L’Agenzia – con l’orientamento applicativo RAL_1945 – ha chiarito che sulla base della disciplina del citato art. 52, l’assegnazione del lavoratore a mansioni superiori sembra configurarsi come manifestazione di un potere esercitabile in via unilaterale del datore di lavoro pubblico per cui quest’ultimo avrebbe un vero e proprio diritto potestativo in materia di attribuzione di mansioni superiori, assoggettato solo alla sussistenza delle specifiche condizioni previste dalla norma e cioè:
- le obiettive esigenze di servizio;
- l’esigenza di copertura di una vacanza di posto in organico oppure quella di provvedere alla sostituzione di altro dipendente assente con diritto alla conservazione del posto.

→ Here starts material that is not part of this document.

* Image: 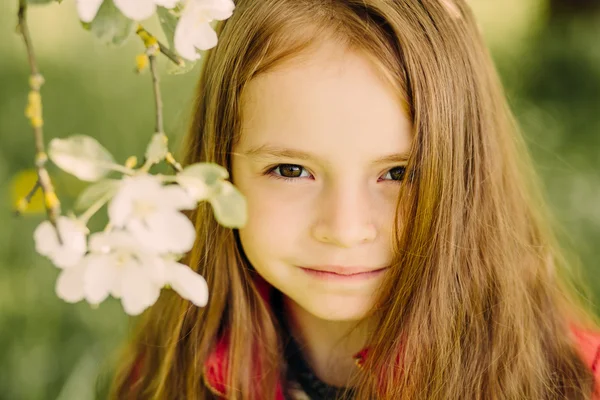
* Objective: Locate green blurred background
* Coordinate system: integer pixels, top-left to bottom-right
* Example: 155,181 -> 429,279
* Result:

Dal canto suo, l’art.3, comma 3, del CCNL del 31.3.1999, concernente il sistema di classificazione del personale del Comparto Regioni-Autonomie Locali, ha disposto che:
“L’assegnazione temporanea di mansioni proprie della categoria immediatamente superiore costituisce il solo atto lecito di esercizio del potere modificativo. Essa, fino a diversa disciplina contrattuale, è regolata dai commi 2-4 dell’art. 56 del D. Lgs. n. 29 del 1993 come modificato dal D. Lgs. n. 80 del 1998” (per l’Aran il riferimento deve essere inteso all’attuale art. 52 del D.Lgs. n. 165/2001).
Inoltre, l’art. 8 del CCNL del 14.9.2000, disciplina in modo specifico e dettagliato la materia delle mansioni superiori, senza disporre alcun ulteriore limite o vincolo al potere modificativo del datore di lavoro pubblico.
Ad ulteriore conferma dell’unilateralità del potere modificativo datoriale, l’Agenzia per la Rappresentanza Negoziale delle PP.AA. ha evidenziato che la regolamentazione dell’assegnazione a mansioni superiori del dipendente, di fonte sia legislativa che contrattuale, pure essendo articolata e particolareggiata, non richiede mai formalmente ed espressamente il preventivo consenso del dipendente stesso.
Tuttavia in materia occorre tener presente che, con riferimento al lavoro privato, la Corte di Cassazione, in presenza di particolari fattispecie, si è pronunciata nel senso dell’ammissibilità del rifiuto del lavoratore di espletare mansioni superiori a quelle della qualifica di inquadramento (ex multis: Cass. 12 febbraio 2008, n. 3304; Cass. 19 luglio 2013, n. 17713; Cass. 7 ottobre 2016, n. 20222).